As Mark Twain once observed, “There are lies, damned lies, and statistics.” When it comes to COVID-19 data, we get plenty of all three, so take this vaccination data from Our World in Data with a sizable grain of salt. Washington Post columnist Brian Klaas ran the numbers on first-dose vaccinations per 100 people per country, and discovered that the UK and the US have vaulted into the lead:
This vaccination chart is quite something. pic.twitter.com/Xzo2TXe0Hu
— Brian Klaas (@brianklaas) February 18, 2021
As NBC’s Richard Engel remarked, “Striking.” What makes this even more fascinating is the large gaps that have opened up in this metric between the US/UK leaders and the rest of the West. None of the European Union countries have hit the 10 people per 100 mark. Most of them appear to be below the 5% mark on vaccinations for the public, a status that is perhaps especially discouraging for EU nations after Brexit.
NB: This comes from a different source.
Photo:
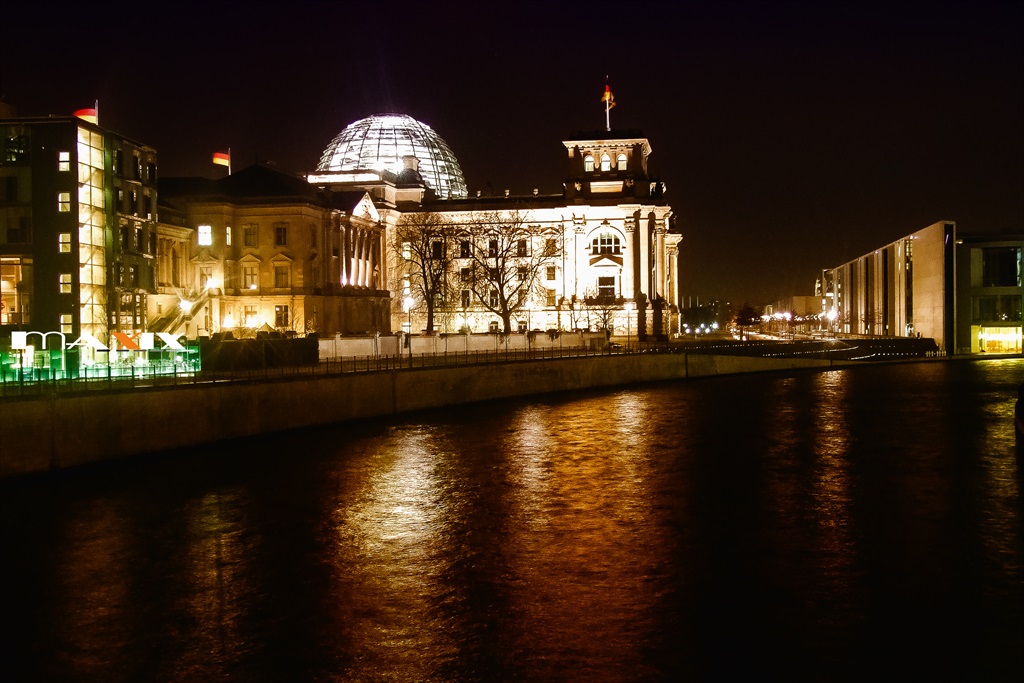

So how accurate is this? The US data matches up pretty well with the official CDC numbers, which get updated every day. They list 56.2 million first-dose vaccinations thus far, which with a population of 330 million or so would be a 17% rate. The issue here isn’t so much accuracy as it is completeness. This is what the chart shows while including a few more competitors into the Vaccination Olympics:
The US drops out of medal contention when we add in Israel and the UAE — which coincidentally had their first exchange of ambassadors ever this week. There are good reasons not to include them in this comparison, of course. Both countries have very small populations that are mainly concentrated in a few areas, which makes it much easier to conduct vaccination programs. However, their performance has been impressive, even if their model doesn’t easily compare to other countries.
So what does this chart show us otherwise, assuming the accuracy of the underlying data? It shows that the US has had an effective plan for rolling out vaccinations from the beginning, even if that plan might be hampered by some logistical hurdles and supply issues at times. The change in leadership here did not have an impact on what appears to be an arithmetic progression rather than exponential or logarithmical, as one might have hoped by now, but it suggests that the Biden administration has managed not to drop the baton passed to it by the Trump administration. We certainly could do better, but most countries are doing far worse on a percentage basis — even China and Russia, and that’s if you believe their official data.
So while we have plenty of ways to improve, we’re still #2. Or #4. It all depends on which stats you like better.